Сочтя, очевидно, что он и так сказал слишком много, известный писатель поднялся с места и поудобнее перехватил свою трость, с которой редко расставался и которую ухитрялся даже нигде не терять, несмотря на все кутежи и свою достаточно безалаберную жизнь.
– Иван Степанович! – в панике вскричал Ергольский. – Но если мне никто не помогает, если я один… как я пойму, получается у меня или нет, удачно описание или нет, сумел я передать облик девушки, как вы говорите… или…

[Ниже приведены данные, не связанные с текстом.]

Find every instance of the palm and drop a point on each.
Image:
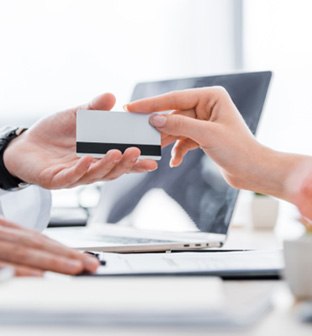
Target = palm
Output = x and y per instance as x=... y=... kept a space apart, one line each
x=47 y=153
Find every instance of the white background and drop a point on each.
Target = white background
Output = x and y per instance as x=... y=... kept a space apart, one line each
x=60 y=53
x=277 y=36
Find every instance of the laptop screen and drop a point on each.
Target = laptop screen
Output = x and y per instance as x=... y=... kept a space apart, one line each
x=197 y=186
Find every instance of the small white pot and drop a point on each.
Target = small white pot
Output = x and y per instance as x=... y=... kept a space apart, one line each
x=298 y=266
x=264 y=212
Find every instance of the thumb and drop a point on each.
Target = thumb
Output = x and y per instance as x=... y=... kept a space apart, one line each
x=181 y=126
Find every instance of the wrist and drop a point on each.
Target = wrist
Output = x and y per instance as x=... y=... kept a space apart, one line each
x=8 y=179
x=278 y=174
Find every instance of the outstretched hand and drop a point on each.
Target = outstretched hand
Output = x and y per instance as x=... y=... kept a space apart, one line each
x=46 y=153
x=205 y=118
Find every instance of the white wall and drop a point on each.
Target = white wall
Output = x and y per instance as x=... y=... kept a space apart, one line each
x=278 y=37
x=59 y=53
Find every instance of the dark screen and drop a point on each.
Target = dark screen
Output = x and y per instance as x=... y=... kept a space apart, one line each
x=197 y=185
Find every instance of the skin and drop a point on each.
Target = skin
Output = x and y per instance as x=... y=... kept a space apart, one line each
x=46 y=155
x=31 y=253
x=207 y=118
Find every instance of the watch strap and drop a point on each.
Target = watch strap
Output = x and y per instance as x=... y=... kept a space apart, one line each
x=7 y=180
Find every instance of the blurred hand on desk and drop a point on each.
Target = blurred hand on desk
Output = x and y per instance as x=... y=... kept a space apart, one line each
x=31 y=253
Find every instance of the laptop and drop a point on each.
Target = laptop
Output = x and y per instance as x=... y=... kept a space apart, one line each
x=181 y=209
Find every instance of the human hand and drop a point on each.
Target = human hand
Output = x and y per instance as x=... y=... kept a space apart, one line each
x=205 y=118
x=31 y=253
x=46 y=153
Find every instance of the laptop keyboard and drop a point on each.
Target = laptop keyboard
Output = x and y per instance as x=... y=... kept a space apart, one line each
x=119 y=240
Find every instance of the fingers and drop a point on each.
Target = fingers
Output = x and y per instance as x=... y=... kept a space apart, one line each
x=23 y=270
x=179 y=100
x=144 y=166
x=32 y=249
x=179 y=150
x=128 y=161
x=67 y=177
x=100 y=168
x=176 y=100
x=181 y=126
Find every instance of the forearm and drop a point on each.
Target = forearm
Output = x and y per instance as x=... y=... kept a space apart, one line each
x=283 y=175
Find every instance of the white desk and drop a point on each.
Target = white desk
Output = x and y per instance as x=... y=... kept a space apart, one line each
x=281 y=320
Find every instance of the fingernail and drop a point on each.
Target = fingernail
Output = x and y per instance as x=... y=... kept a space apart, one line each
x=134 y=160
x=73 y=264
x=158 y=120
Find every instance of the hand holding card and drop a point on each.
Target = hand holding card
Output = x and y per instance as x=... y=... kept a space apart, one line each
x=101 y=131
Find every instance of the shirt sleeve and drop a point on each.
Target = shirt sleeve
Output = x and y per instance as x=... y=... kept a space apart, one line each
x=29 y=207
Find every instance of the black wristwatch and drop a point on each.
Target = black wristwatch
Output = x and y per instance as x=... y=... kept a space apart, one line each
x=8 y=181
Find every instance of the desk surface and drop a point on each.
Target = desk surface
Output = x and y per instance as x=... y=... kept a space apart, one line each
x=281 y=320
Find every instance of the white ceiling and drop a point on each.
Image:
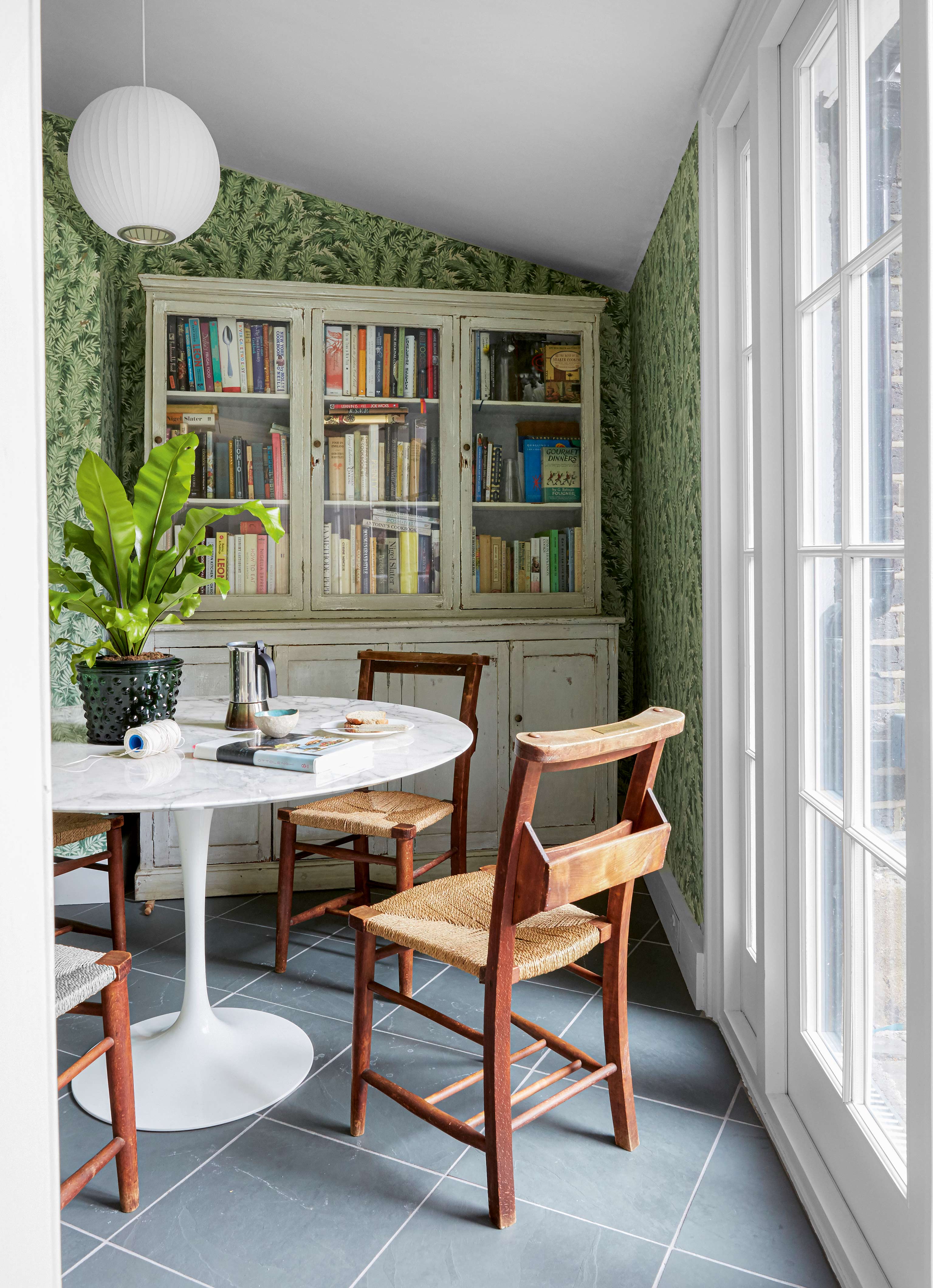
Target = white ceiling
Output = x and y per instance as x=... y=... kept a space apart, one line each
x=546 y=129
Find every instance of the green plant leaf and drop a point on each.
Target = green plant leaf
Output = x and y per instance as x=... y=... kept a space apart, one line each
x=105 y=502
x=163 y=487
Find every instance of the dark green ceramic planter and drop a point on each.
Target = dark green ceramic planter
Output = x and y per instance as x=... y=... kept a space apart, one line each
x=119 y=696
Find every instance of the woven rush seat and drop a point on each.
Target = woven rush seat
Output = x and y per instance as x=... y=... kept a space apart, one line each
x=79 y=975
x=372 y=813
x=67 y=829
x=450 y=920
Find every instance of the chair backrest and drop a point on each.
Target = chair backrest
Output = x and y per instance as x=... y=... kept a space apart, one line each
x=531 y=879
x=468 y=665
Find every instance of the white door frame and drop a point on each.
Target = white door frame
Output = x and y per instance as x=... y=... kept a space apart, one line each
x=747 y=73
x=29 y=1126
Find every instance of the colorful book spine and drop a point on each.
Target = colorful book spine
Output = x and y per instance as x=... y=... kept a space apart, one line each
x=242 y=356
x=216 y=355
x=281 y=352
x=258 y=362
x=198 y=364
x=267 y=357
x=207 y=356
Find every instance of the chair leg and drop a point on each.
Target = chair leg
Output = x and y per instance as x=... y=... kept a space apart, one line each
x=116 y=1024
x=500 y=1182
x=364 y=973
x=286 y=887
x=118 y=896
x=405 y=867
x=616 y=1018
x=361 y=871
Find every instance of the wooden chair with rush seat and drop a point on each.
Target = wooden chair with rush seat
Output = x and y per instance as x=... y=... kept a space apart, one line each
x=67 y=829
x=517 y=921
x=399 y=816
x=81 y=974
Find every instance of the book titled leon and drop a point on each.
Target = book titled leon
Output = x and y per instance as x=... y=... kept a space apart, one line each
x=308 y=754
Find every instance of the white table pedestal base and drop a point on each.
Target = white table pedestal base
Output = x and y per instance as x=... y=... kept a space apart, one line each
x=245 y=1062
x=201 y=1067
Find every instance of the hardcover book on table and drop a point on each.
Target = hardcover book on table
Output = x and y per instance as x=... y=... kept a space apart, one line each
x=306 y=753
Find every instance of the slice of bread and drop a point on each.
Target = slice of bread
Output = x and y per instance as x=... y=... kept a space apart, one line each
x=365 y=719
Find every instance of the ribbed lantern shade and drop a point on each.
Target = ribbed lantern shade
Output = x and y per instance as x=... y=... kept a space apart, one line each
x=143 y=165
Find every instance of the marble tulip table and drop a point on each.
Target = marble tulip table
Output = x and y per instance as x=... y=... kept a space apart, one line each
x=200 y=1067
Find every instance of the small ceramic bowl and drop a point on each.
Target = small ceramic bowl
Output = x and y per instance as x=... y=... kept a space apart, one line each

– Глупо думать, что вы один, – отмахнулся знаменитый автор, – ведь все писатели прошлого и все современные писатели к вашим услугам, милостивый государь! Читайте их, анализируйте, с чего они начинают, как ведут героев по лабиринту сюжета, как заканчивают свои произведения, как строят описания, чего избегают и какие делают ошибки – да, на чужих ошибках тоже можно открыть для себя немало полезного! И ради бога, забудьте про спесь, про то, что вам кто-то чего-то должен, а то наши новички обыкновенно так себя ведут, словно одним своим присутствием делают честь нашей литературе.
И, забыв о неполученном гонораре, о разносе, который он собирался учинить прижимистому редактору, известный автор двинулся к выходу, величаво помахивая тростью. Грязь таяла на его калошах, оставляя на полу мокрые следы.
– А моя повесть… – пробормотал Матвей Ильич, понимая, что посетитель, который чуть-чуть приоткрыл перед ним дверь в волшебную страну – литературу, вот-вот исчезнет, – как вы полагаете, ее лучше… того… уничтожить? Раз уж она совсем не удалась…
Знаменитый писатель обернулся, смерил своего юного коллегу взглядом и укоризненно покачал головой.
– Уничтожить рукопись вы всегда успеете, – снисходительно объявил посетитель, – это дело нехитрое… Посмотрите, есть ли хоть что-то, что вам удалось, отметьте для себя самые слабые места и работайте, работайте…
Впоследствии Ергольский прочитал немало теоретических трудов о писательской работе, и даже – да-да, вы угадали – сочинил несколько статей на ту же тему, но никто не смог затмить в его мнении Ивана Степановича или хотя бы отчасти заменить его. Пусть именитый автор не во всем оказался прав, – например, выяснилось, что вдохновение на самом деле очень даже существует, – Матвей Ильич продолжал считать посетителя редакции своим литературным учителем и не переменил своего мнения даже тогда, когда звезда его знакомого закатилась.
…Вернувшись к себе в тот знаменательный вечер, Ергольский вооружился красным карандашом и внимательно перечитал свою рукопись. В некоторых местах он прямо-таки ежился от неловкости, а увидев неведомо как прокравшуюся в текст «длинную девушку» (которая вообще-то была всего лишь «девушкой с длинным лицом», но автор торопился и написал не то, что хотел), испытал неподдельное страдание. Были и кое-какие удачные моменты: обмен колкими репликами в третьей главе и пара второстепенных персонажей, которые получились выпуклыми и интересными, причем оба по сюжету были редкостными негодяями. Однако все это было настолько далеко от грез Матвея Ильича о его книге, которая обогатит литературу, что он расстроился еще больше, чем тогда, когда перечитывал свое творение в первый раз.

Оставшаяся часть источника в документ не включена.